Anthony Steen, MP for South Hams, said his Deregulation Bill would 'turn the clock back' by giving ministers power to repeal rules from Brussels and Whitehall which unnecessarily restricted business profits and competition. He claimed that MPs' staff should not use Tipp- Ex to hide typing errors. 'Together with plutonium and sulphuric acid, it is a dangerous substance under the Control of Substances (Hazards to Health) regulations and must be locked away at all times, preferably in an underground bunker.'

Opposing the Bill, mainly because it threatened health and safety standards, Bob Cryer, Labour MP for Bradford South, said he had no doubt Mr Steen was complaining about regulations that flowed from Acts of Parliament that he had 'trooped through the lobby, time after time, in favour of at the behest of the Government whips'.

More and tighter regulation was demanded by Ann Winterton, Conservative MP for Congleton, to stem the availability of explicit and violent pornography on video and via satellite television, computers and the telephone.

Mrs Winterton is one of the leaders of a group of MPs campaigning for a review of the 1959 Obscene Publications Act.
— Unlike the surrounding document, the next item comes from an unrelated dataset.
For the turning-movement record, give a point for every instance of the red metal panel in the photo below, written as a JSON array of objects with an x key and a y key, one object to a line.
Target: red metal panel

In February, with Scotland Yard's Obscene Publications Squad, they mounted an exhibition at the Commons of material from pornographic magazines and videos and screened excerpts from Red Hot Television. Some 300 MPs and peers attended the exhibition over two days, Mrs Winterton told the Commons in an adjournment debate. 'Members were not attending out of some prurient interest, but to satisfy themselves as to whether the concerns others were expressing were based on fact or fiction.'

Mrs Winterton was particular worried about developments in 'virtual reality' in which 3-D images were created by computer and projected through a special headset. 'What pornographer would pass up the opportunity to make money from marketing interactive sexual acts, including those against children?'

With the Newbury by-election and county council elections tomorrow, Virginia Bottomley, the Secretary of State for Health, led her ministers in a bout of Question Time vote gathering.
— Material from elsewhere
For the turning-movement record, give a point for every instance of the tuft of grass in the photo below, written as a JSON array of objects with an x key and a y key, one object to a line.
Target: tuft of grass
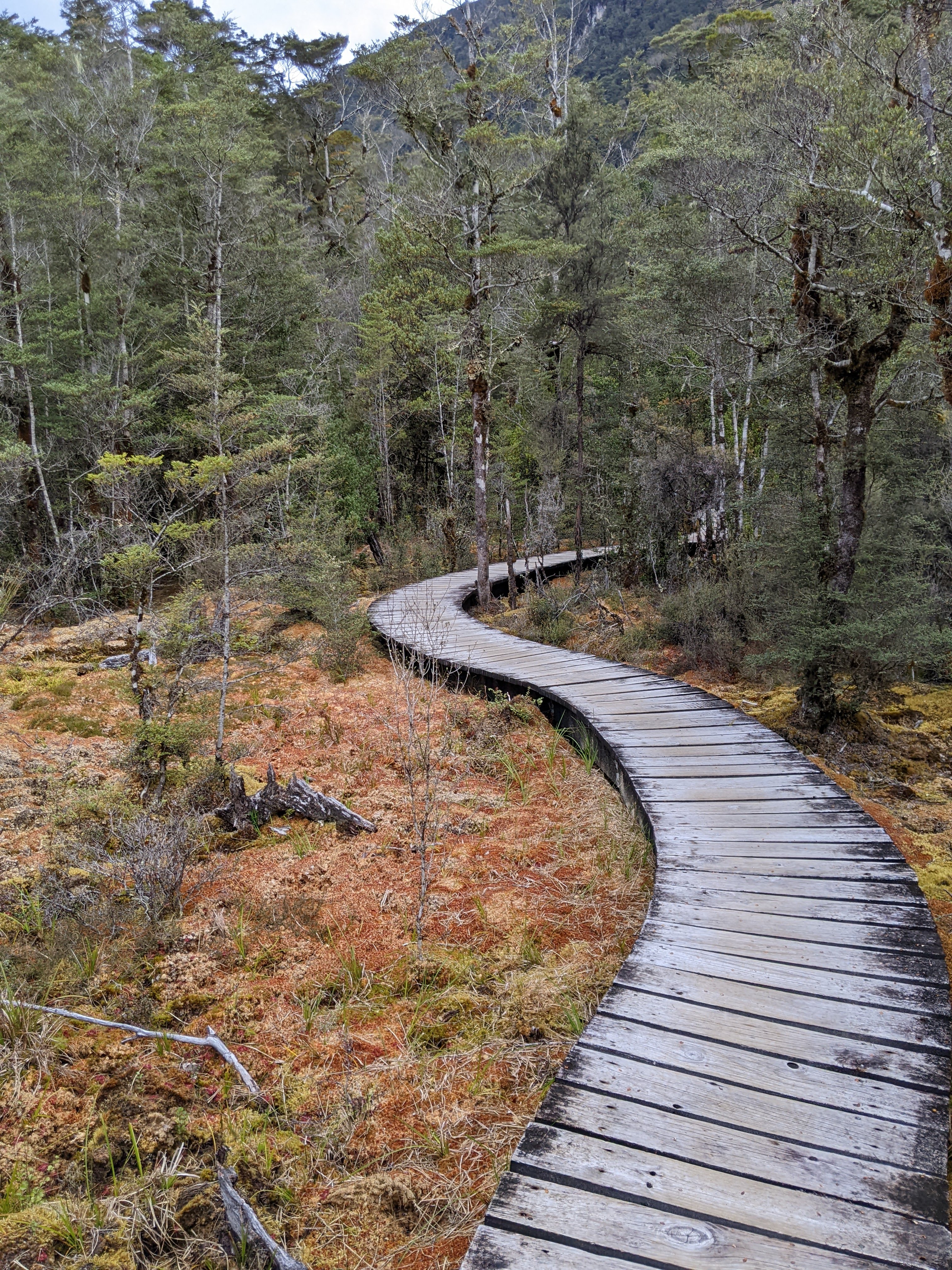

'According to a recent patient survey in Newbury, well over 90 per cent of patients are very satisfied with the health care they receive,' she said. Demonstrating the political truism that the closer the poll the wilder the claims, she said contracts for general practitioners had 'saved tens of thousands of children's lives'. She even hinted at revival of the dead, with NHS care so improved 'Nye Bevan would be cheering in his grave'.